Most of the existing laboratory devices for researching the migration of pollutants in underground water are under the condition of a pure underground water flow field, and Chinese patent (CN103994951B) introduces a simulation device for migration and transformation of environmental pollutants in different aquifers of underground water, which can simulate a confined water aquifer and a diving aquifer in a saturated zone, and can also simulate a capillary water zone and the like in a saturated zone, but only is the research in the underground water flow field, does not relate to the interaction between the underground water and surface water, and even cannot research the migration rule of the pollutants under the condition that the flow field changes; chinese patents (CN104483240A, CN105300843A and the like) only consider the migration of pollutants or nano materials only under the condition of an underground water flow field; chinese patents (for example, CN203148652U) describe a temperature tracing device for river water and groundwater, but only the inside of the riverbed is still water, which cannot simulate rivers well, and there is no precipitation device, so it is difficult to simulate the actual environment of supplying river water to groundwater better, and it does not relate to the research on the migration of pollutants.

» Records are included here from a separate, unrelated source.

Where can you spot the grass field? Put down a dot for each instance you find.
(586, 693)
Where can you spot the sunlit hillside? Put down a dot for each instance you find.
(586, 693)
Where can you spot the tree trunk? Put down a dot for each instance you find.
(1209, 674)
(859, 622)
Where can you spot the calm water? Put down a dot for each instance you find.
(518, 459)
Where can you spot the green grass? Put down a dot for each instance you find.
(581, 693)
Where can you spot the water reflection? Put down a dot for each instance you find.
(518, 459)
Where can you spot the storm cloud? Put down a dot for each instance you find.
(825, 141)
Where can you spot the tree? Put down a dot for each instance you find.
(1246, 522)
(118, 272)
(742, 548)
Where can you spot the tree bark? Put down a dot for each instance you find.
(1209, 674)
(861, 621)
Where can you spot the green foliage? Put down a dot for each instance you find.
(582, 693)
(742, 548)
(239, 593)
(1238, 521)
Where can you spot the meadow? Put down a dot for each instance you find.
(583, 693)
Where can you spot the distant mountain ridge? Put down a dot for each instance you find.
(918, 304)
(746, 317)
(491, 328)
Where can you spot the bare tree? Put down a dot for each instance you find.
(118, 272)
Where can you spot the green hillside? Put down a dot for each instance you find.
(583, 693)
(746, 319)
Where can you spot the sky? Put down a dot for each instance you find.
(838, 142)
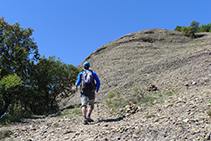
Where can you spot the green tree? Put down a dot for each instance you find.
(18, 52)
(191, 30)
(7, 83)
(52, 78)
(205, 28)
(178, 28)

Therefore, there is an urgent need to develop a laboratory device for studying the migration rule of pollutants under the interaction of rivers and underground water.

Disclosure of Invention

The invention discloses an experimental device for researching the migration rule of pollutants under the interaction between a river and underground water, aiming at solving the technical problem of lacking of researching the migration rule of the pollutants in the underground water under the interaction between the river and the underground water.

In order to achieve the purpose, the invention adopts the following technical scheme:

an experimental device for researching migration rule of pollutants under interaction of rivers and underground water comprises:

the simulation water tank is used for simulating and filling the aquifer and the aeration zone;

the movable water tank is used for controlling a left water head of the simulation water tank;

the fixed water tank is used for controlling a right water head of the simulation water tank;

the simulated riverbed is arranged in the groove at the upper part of the simulated water tank.

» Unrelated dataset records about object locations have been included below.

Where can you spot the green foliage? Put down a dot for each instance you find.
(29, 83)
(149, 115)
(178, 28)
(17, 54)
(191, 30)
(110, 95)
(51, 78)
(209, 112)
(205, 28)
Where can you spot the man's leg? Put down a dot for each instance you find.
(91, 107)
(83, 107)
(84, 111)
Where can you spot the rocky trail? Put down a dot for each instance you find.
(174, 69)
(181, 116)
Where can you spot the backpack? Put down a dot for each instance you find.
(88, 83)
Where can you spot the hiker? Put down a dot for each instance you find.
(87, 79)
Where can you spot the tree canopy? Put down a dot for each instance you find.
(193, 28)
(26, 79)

As a further preferable aspect of the present invention, the simulated water tank has a stepped structure, and the left side and the right side of the bottom of the simulated water tank are respectively provided with a water outlet switch.

As a further preferable mode of the present invention, the simulated water tank is provided with a groove at the top thereof for mounting the simulated riverbed, and the groove is uniformly provided with a plurality of riverbed drainage holes.

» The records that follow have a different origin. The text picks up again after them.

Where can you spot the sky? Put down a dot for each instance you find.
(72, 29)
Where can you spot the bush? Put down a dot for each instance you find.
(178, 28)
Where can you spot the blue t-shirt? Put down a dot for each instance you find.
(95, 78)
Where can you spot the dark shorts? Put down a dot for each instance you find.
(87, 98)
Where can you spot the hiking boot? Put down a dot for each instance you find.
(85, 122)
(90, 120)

In a further preferred embodiment of the present invention, a contaminant injection hole is opened in a side wall of the simulated water tank.

As a further preferable aspect of the present invention, a shower is further installed above the simulated water tank, and the shower is connected to an external water pipe.

As a further preferred aspect of the present invention, the water shower is uniformly provided with a plurality of shower holes.

In a further preferred embodiment of the present invention, the movable water tank is installed on the left side of the simulated water tank, and the height of the movable water tank is adjustable.

As a further optimization of the invention, a porous plate or a turbulator is arranged at the position where the movable water tank, the fixed water tank and the simulation water tank are communicated.

As a further preferable mode of the present invention, the simulated riverbed is made of organic glass and has a three-piece isosceles trapezoid structure.

Preferably, a plurality of riverbed water-permeable holes are uniformly distributed on the simulated riverbed, and the pore diameter of each riverbed water-permeable hole is smaller than the particle diameter of the quartz sand of the aquifer.

In a further preferred embodiment of the present invention, a peristaltic pump for pumping water is further provided outside each of the movable water tank and the fixed water tank, and a water pump for pumping water is provided outside the simulated riverbed.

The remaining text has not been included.